Elle secoua la tête.

« Non ! non ! fit-elle, le coffret d’abord ! Et puis nous descendrons tous les deux ensemble ! Nous nous sauverons ensemble ou nous mourrons ensemble… Descendons le coffret et nous glisserons ensuite le long de la corde !

— Tu n’auras pas peur !

— Non ! »

Il n’y avait pas à hésiter.

Il la connaissait. Elle ne lâcherait pas son coffret.
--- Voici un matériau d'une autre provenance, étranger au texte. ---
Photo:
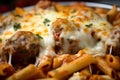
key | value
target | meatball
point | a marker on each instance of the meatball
(61, 43)
(23, 46)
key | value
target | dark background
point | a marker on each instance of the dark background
(7, 5)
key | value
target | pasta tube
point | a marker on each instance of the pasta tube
(113, 62)
(6, 69)
(30, 72)
(104, 67)
(72, 67)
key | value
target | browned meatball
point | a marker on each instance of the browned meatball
(24, 47)
(61, 42)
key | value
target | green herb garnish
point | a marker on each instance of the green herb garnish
(0, 40)
(73, 11)
(16, 26)
(46, 21)
(73, 16)
(89, 25)
(39, 36)
(18, 16)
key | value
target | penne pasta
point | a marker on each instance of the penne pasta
(45, 63)
(113, 61)
(29, 72)
(104, 67)
(72, 67)
(112, 13)
(6, 69)
(100, 77)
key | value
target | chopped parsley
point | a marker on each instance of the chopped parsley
(46, 21)
(73, 16)
(39, 36)
(73, 11)
(0, 40)
(16, 26)
(89, 25)
(18, 16)
(55, 8)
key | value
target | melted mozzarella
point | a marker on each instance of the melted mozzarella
(87, 21)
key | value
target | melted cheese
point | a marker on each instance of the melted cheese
(81, 25)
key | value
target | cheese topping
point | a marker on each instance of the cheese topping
(84, 26)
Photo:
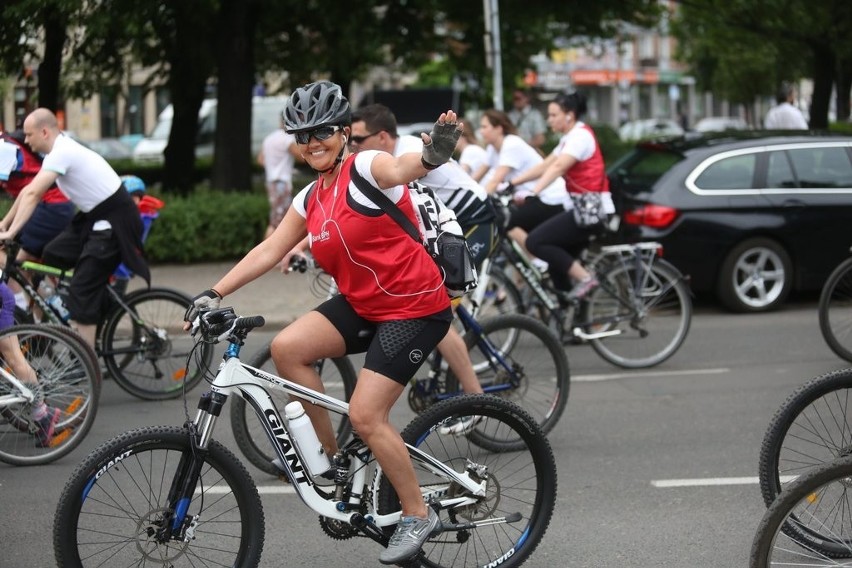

En un tournemain, il eut noué la corde autour du coffret, et ils le poussèrent ou plutôt essayèrent de le pousser hors du balcon.

Fatalité ! Le coffret ne passait pas !

Non ! l’écartement entre les barreaux restés intacts n’était pas assez large ! I] eût fallu scier deux barreaux et ils n’en avaient pas le temps !

Ivana laissa échapper un gémissement de désespoir, et Rouletabille, qui ne jurait jamais, blasphéma :

« En être arrivés là après tant d’efforts, tant d’efforts !

— Il ne passe pas, fit Rouletabille, très pâle ! Ivana ! nous avons fait tout ce qu’il était humainement possible de faire pour avoir ces documents ! Il faut partir !… »

Et il voulut l’entraîner encore… mais elle se dégagea et lui jeta dans un rauque sanglot :

« Jamais !… Il faut savoir !… Il faut savoir !

— Mais c’est de la folie !… répliqua-t-il en se jetant encore sur le coffret et en le secouant avec plus de rage qu’elle n’en avait montré… Tu vois bien qu’on n’en a point découvert le secret ; du reste, cette peinture ne ressemble pas plus, dans son effacement, à une Sophie qu’à toute autre figure… On peut être tranquille… Rassure-toi !… Les documents y sont toujours ! Et comme nul ne s’en doute, on peut agir comme s’ils étaient en notre possession… comme si nous les avions vus !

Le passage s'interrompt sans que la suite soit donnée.